The court found that the appellant’s evidence of advances by her to Mr. MacVicar was not credible and dismissed the appeal:

[34]        A loan can be consideration for the purposes of subsection 160(1) but the onus was on the Appellant to demonstrate that a loan existed at the time of transfer, and the fair market value of that loan. In this case, I have concluded from the inconsistencies in the evidence and the lack of contemporaneously made records or receipts that the Appellant has not met the onus.

[35]        There was nothing in writing to support that the Appellant made loans to Mr. MacVicar. There was nothing in writing between the Appellant and Mr. MacVicar to document their arrangement. However, this alone would not have been fatal to the Appellant’s case if I had found that she had given credible evidence to support a loan.

[36]        I have found that there were inconsistencies in the Appellant’s evidence and there were inconsistencies between the Appellant’s evidence and that of Mr. MacVicar. As a result, I have concluded that the Appellant has not established that a loan existed between her and Mr. MacVicar at the time the cheques were transferred to her. I have also concluded that the Appellant was not credible. My conclusions were based on the following.



[41]        The Appellant stated that she had kept contemporaneous records on her computer of the amounts she lent to Mr. MacVicar in 2002 and 2003 but she did not bring these records to Court. She alleged that she had destroyed the records.

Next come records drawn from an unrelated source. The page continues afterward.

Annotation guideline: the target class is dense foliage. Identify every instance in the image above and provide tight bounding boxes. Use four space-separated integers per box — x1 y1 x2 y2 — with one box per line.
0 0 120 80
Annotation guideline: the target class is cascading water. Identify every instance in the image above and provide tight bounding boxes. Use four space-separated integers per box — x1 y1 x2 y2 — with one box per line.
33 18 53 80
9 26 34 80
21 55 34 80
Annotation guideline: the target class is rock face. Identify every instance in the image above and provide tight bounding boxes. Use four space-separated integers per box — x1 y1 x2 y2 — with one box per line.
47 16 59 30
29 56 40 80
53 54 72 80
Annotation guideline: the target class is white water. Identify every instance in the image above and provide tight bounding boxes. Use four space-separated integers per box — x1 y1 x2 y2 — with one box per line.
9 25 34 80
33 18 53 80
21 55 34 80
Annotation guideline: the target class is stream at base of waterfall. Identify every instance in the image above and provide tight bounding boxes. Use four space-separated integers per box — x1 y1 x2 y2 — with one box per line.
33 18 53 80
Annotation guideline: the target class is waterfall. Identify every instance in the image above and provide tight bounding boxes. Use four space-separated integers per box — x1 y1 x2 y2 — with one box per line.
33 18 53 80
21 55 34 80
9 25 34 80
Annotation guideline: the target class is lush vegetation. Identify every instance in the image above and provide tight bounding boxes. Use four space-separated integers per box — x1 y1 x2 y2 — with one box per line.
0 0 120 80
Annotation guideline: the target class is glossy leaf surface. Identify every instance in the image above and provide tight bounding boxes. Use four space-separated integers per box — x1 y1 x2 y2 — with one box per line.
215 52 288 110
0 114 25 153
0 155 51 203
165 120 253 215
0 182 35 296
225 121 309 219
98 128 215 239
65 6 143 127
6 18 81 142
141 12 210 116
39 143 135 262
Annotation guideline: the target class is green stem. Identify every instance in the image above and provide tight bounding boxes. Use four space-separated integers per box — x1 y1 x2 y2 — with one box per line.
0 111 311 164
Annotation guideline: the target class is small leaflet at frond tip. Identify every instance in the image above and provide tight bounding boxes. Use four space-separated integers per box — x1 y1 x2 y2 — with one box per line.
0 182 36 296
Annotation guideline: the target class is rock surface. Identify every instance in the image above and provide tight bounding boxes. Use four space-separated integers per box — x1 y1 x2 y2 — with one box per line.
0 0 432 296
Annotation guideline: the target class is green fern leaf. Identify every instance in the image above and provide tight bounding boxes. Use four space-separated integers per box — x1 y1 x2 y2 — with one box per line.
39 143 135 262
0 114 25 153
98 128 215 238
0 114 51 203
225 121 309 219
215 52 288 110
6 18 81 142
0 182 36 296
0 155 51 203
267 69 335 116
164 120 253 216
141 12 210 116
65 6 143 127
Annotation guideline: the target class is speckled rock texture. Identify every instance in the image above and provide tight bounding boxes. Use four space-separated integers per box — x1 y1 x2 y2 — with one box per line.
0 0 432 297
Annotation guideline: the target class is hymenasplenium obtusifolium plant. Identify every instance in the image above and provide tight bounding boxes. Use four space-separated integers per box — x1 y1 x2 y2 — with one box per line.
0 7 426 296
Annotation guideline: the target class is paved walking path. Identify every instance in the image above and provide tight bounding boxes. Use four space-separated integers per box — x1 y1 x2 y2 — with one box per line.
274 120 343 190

[42]        Additional inconsistencies between the Appellant and Mr. MacVicar were as follows: According to the Appellant, Mr. MacVicar did not have a bank account during the relevant period. However, Mr. MacVicar stated that he had two business bank accounts in 2003. There was no documentary evidence of the two business accounts but he did have a personal bank account. Three of the documents included in evidence were cheques written to the Appellant on Mr. MacVicar’s personal account. The Appellant wrote on her spreadsheet that she charged interest on the amounts she lent to Mr. MacVicar. However, Mr. MacVicar disagreed that interest was charged. The Appellant testified that she made truck payments and paid for the insurance on Mr. MacVicar’s truck. Whereas, Mr. MacVicar testified that Guzzler’s made the payments on the truck. The Appellant stated that Mr. MacVicar paid her rent and his share of the expenses each month. Mr. MacVicar agreed that he paid rent but the parties did not agree on the amount paid. The Appellant did not declare rental income in her tax returns.

[43]        In an appeal such as this, when the onus is on the Appellant, she must bring more than guesstimates to support her position. There were too many inconsistencies; no reliable documentary evidence of a loan; and, only her unsupported statement of a loan. The Appellant has not met her onus. It is my view that the Appellant has failed to establish that she gave adequate or any consideration for the amounts transferred to her. The appeal is dismissed with costs to the Respondent.

[1] 2014 TCC 55.

[2] R.S.C. 1985, c. 1 (5th Supp.).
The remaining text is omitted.